Daniel Michael, Chief of the SEC Enforcement Division’s Complex Financial Instruments Unit, commented: “To increase transparency and guard against conflicts of interest, the federal securities laws require credit rating agencies to disclose how ratings are determined and to have effective internal controls to ensure they adhere to their ratings methodologies. In this action, the complaint alleges that Morningstar failed on both counts by permitting analysts to make undisclosed adjustments over which Morningstar had no effective internal controls.”
Morningstar is charged with violating disclosure and internal control provisions of the Securities Exchange Act of 1934 applicable to credit rating agencies. The regulator seeks injunctive relief, disgorgement with prejudgment interest, and civil penalties.
The subprime crisis and the role of credit agencies in the collapse of the financial system are still very vivid memories. The size of Morningstar Credit Ratings’ “adjustments” – 30 commercial mortgage-backed securities (CMBS) transactions totaling $30 billion – are peanuts compared to what happened back in 2008.

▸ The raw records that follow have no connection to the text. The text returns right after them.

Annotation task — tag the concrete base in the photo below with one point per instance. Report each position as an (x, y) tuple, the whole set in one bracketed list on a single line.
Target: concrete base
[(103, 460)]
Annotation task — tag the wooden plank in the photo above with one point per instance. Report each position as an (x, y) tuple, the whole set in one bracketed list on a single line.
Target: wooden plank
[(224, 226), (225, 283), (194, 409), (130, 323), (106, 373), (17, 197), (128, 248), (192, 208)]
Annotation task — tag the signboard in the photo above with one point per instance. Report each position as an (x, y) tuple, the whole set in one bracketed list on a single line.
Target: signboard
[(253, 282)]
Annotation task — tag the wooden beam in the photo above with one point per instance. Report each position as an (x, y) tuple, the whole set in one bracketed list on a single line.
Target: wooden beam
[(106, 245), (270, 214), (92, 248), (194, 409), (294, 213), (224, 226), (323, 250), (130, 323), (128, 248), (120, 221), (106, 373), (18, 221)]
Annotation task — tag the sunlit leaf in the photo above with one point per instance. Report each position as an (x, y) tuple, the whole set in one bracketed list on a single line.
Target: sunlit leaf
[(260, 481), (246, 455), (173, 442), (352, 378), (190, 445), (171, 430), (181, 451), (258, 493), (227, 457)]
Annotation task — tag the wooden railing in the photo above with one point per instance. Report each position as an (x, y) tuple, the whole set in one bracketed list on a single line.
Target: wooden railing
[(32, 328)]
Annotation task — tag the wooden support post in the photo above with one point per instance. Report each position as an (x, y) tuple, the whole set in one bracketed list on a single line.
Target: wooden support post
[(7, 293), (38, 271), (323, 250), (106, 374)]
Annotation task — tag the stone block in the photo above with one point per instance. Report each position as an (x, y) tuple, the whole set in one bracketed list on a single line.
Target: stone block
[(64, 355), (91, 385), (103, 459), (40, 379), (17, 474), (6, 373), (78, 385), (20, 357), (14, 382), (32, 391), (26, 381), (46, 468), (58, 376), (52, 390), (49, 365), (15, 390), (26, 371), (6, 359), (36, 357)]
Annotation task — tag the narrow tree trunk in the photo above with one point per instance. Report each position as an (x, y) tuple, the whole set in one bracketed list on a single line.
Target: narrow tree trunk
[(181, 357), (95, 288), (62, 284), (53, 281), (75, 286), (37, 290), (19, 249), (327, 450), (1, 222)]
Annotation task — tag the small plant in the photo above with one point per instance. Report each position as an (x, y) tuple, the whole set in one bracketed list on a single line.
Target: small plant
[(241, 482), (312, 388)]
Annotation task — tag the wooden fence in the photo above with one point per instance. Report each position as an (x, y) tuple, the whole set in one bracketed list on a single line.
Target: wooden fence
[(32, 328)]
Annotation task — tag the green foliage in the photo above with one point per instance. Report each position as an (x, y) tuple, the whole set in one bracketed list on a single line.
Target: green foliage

U.S. law requires rating agencies to disclose their ratings methodologies and stick to those frameworks. Morningstar previously paid $3.5 million to settle SEC charges it violating conflict of interest rules designed to separate credit ratings and analysis from sales and marketing.
It was in 2019 that Morningstar acquired Canada-based DBRS, the fourth largest credit ratings agency in the world, for $669 million funded with a mix of cash and debt. The deal allowed Morningstar Credit Ratings to expand from its U.S. operations to a worldwide business, including global asset class coverage.
At the time, DBRS reported $167 million in revenue for the fiscal year ended November 30, 2018, which represented approximately 17% of Morningstar’s total revenue.